11. Procedure
11.1 Sample Preparation:
11.1.1 The amount of sample injected must not overload the column stationary phase nor exceed the detector linear range. A narrow boiling range sample will require a smaller amount injected than a wider boiling range sample.
11.1.1.1 To determine the detector linear range, refer to Practice E 594 for flame ionization detectors or Practice E 516 for thermal conductivity detectors.
11.1.1.2 The column stationary phase capacity can be estimated from the chromatogram of the calibration mixture (see 9.3.2). Different volumes of the calibration standard can be injected to find the maximum amount of a component that the stationary phase can tolerate without overloading (see 10.3.1). Note the peak height for this amount of sample. The maximum sample signal intensity should not exceed this peak height.

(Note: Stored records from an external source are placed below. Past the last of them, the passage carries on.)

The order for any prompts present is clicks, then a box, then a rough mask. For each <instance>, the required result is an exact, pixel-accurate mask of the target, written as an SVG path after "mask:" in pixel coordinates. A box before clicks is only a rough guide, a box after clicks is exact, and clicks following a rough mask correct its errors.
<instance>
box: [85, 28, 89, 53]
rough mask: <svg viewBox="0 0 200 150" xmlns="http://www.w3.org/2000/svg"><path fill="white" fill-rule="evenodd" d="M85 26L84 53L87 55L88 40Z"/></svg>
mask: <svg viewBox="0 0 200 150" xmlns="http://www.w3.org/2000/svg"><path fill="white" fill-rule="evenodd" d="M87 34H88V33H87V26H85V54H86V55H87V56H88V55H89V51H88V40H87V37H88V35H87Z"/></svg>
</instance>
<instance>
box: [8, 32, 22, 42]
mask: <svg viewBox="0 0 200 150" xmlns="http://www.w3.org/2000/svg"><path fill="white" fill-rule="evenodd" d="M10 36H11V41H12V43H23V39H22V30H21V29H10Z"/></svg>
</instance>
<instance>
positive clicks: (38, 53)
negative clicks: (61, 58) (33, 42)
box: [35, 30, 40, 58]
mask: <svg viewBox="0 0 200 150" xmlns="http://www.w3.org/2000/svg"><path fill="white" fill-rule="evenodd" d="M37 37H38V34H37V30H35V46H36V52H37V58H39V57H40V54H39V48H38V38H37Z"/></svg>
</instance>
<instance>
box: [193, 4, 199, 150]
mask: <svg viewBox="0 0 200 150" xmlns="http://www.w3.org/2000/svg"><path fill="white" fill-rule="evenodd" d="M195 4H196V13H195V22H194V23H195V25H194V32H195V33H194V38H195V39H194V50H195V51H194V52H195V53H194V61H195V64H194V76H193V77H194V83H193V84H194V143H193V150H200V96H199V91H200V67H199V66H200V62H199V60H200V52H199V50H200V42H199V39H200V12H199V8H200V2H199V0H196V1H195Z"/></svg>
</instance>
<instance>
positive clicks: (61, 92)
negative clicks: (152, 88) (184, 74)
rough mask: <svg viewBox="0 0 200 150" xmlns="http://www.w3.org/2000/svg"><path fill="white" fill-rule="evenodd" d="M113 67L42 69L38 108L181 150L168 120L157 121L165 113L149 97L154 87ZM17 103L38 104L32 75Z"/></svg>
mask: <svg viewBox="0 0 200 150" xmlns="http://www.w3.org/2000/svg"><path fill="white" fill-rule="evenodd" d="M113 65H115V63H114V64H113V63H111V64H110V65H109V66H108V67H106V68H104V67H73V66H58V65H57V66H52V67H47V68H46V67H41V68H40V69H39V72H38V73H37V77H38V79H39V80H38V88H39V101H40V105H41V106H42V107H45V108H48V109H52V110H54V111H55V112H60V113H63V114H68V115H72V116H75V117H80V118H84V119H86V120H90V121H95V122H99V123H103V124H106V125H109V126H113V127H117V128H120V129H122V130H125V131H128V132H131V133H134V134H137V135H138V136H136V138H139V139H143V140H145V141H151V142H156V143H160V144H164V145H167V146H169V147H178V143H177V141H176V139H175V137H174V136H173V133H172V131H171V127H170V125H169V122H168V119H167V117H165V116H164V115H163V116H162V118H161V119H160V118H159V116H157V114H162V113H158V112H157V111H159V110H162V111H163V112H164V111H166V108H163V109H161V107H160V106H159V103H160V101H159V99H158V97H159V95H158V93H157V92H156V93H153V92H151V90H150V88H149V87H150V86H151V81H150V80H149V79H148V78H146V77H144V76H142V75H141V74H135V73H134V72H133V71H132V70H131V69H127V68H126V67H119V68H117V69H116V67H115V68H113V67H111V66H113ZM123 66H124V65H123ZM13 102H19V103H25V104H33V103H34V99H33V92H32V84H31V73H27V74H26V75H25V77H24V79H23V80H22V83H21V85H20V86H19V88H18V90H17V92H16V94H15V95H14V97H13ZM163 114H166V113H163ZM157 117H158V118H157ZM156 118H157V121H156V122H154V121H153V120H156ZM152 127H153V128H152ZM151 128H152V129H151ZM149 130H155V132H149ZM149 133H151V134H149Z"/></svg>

11.1.2 Samples that are of low enough viscosity to be sampled with a syringe at ambient temperature may be injected neat. This type of sample may also be diluted with CS2 to control the amount of sample injected to comply with 11.1.1.
11.1.3 Samples that are too viscous or waxy to sample with a syringe may be diluted with CS2.
11.1.4 Typical sample injection volumes are listed below.
11.2 Sample Analysis - Using the analysis sequence protocol, inject a sample aliquot into the gas chromatograph. Collect a contiguous time slice area record of the entire analysis.
12. Calculation
NOTE 6 - See Appendix X3 for the recommended calculation algorithm.
12.1 Correct the sample area slices for nonsample detector response by subtracting each blank analysis area slice (as determined in 10.2) from each sample area slice at the equivalent slice time. Also see Note 5 regarding automatic baseline correction. Sum the corrected area slices to obtain the cumulative corrected areas for each time interval during the run.
12.2 At the point on the chromatogram where the baseline at the end of the run first becomes steady as the total area point, record the total cumulative corrected area counts. Move back along the chromatogram until a cumulative area equals 99.5 % of the total area. Mark this point as the FBP.
NOTE 7 - Location of the FBP may be the most difficult step in this test method. Some samples have extremely long tailing end portions due to gradually decreasing quantities of heavy materials. This fact, coupled with the natural tendency of the chromatographic baseline to rise at the end of the run due to septum or column bleed or elution of traces of heavy compounds from previous samples, can preclude the possibility of the chromatogram returning precisely to the original baseline established prior to the IBP of the sample. Thus, the most satisfactory procedure is to inspect the chromatogram and the area counts at each interval near the end of the run to determine the point at which the rate of change per second of the chromatographic signal has reached a constant low value of no greater than 0.00001 % of the total area counts. In some rather unusual cases, a sample may have individual peaks, separated at the end of the run, which return to baseline between the peaks. In such cases, the total area point of the sample obviously is somewhere beyond the last detectable peak.
12.3 Observe the area counts at the start of the run, until the point is reached where the cumulative area count is equal to 0.5 % of the total area (see 12.2). Mark this point as the IBP of the sample.
12.4 Divide the cumulative area at each interval between the initial and FBPs by the total area (see 12.2) and multiply by 100. This will give the cumulative percent of the sample recovered at each time interval.
12.5 Tabulate the cumulative percent recovered at each interval and the retention time at the end of the interval. Using linear interpolation where necessary, determine the retention time associated with each percent between 1 and 99.
12.6 For each percent and its associated retention time, determine the corresponding boiling temperature from the calibration table (see 10.3.2).